How to Calculate the Cost of Batch PDF Data Parse with Anthropic
Anthropic’s pricing is token-based, meaning every input and output token contributes to the total spend. Here’s how we monitored and optimized costs during our project.
You can calculate the number of tokens in both the input (text sent to the API) and output (response received).
Here’s the Python code we used to monitor costs:
# Count input and output tokens
in_tokens = client.count_tokens(relevant_text)

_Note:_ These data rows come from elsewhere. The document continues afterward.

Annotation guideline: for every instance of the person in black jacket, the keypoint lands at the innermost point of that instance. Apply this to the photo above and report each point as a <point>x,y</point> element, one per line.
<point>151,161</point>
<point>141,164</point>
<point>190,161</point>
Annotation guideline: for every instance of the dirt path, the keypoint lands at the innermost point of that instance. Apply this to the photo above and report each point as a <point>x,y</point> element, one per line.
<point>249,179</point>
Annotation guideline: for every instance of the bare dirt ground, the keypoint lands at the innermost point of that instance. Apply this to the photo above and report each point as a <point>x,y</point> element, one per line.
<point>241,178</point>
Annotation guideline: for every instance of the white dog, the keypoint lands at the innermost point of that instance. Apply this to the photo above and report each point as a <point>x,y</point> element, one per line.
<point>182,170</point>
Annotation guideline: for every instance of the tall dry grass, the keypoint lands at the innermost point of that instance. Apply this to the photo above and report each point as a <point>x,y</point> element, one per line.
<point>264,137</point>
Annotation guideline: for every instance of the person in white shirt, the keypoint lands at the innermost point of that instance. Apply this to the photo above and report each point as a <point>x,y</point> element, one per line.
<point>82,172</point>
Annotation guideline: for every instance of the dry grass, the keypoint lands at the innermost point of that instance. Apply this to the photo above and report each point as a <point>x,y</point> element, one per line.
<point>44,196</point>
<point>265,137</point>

out_tokens = client.count_tokens(str(message.content))
# Calculate total API spend
def calculate_api_spend(in_tokens, out_tokens):
input_spend = (in_tokens / 1000) * 0.00025
output_spend = (out_tokens / 1000) * 0.00125
return input_spend + output_spend
# Print a processing summary
print("\n--- Processing Summary ---")
print(f"Total files processed: {total_files}")
print(f"Total input tokens: {total_in_tokens}")
print(f"Total output tokens: {total_out_tokens}")
print(f"Total API spend: ${total_spend:.5f}")
How to Reduce Costs with Targeted Text Processing
To optimize costs, we reduced the amount of text sent to Anthropic. Instead of sending entire documents, we extracted only the relevant parts—lines or characters surrounding specific keywords.
This approach reduced the token count by 4–5 times.
Here’s the function we used to trim the input:
def extract_relevant_chars(text):
relevant_text = []
for keyword in KEY_WORDS.split(","):
keyword = keyword.strip()
# Case-insensitive search for the keyword
matches = [m.start() for m in re.finditer(re.escape(keyword), text, re.IGNORECASE)]
for match_start in matches:
start = max(match_start - CHARS_BEFORE_KEYWORDS, 0)
end = min(match_start + len(keyword) + CHARS_AFTER_KEYWORDS, len(text))
relevant_text.append(text[start:end])
return "\n".join(relevant_text)
Final Words
Parsing 18 million PDFs required a robust and scalable solution, and Anthropic delivered exactly that. As we integrated Anthropic with Python and AWS, we created a workflow capable of extracting structured data from unstructured PDFs.
Using Anthropic’s JSON schema support, we ensured every output adhered to a predefined structure.
We trimmed input text (it included only relevant data surrounding keywords) and reduced token usage costs by 4–5 times.
With token usage tracking and cost calculation built into the workflow, we maintained full control over expenses and achieved an average cost of 0.6–0.7 cents per 1,000 files.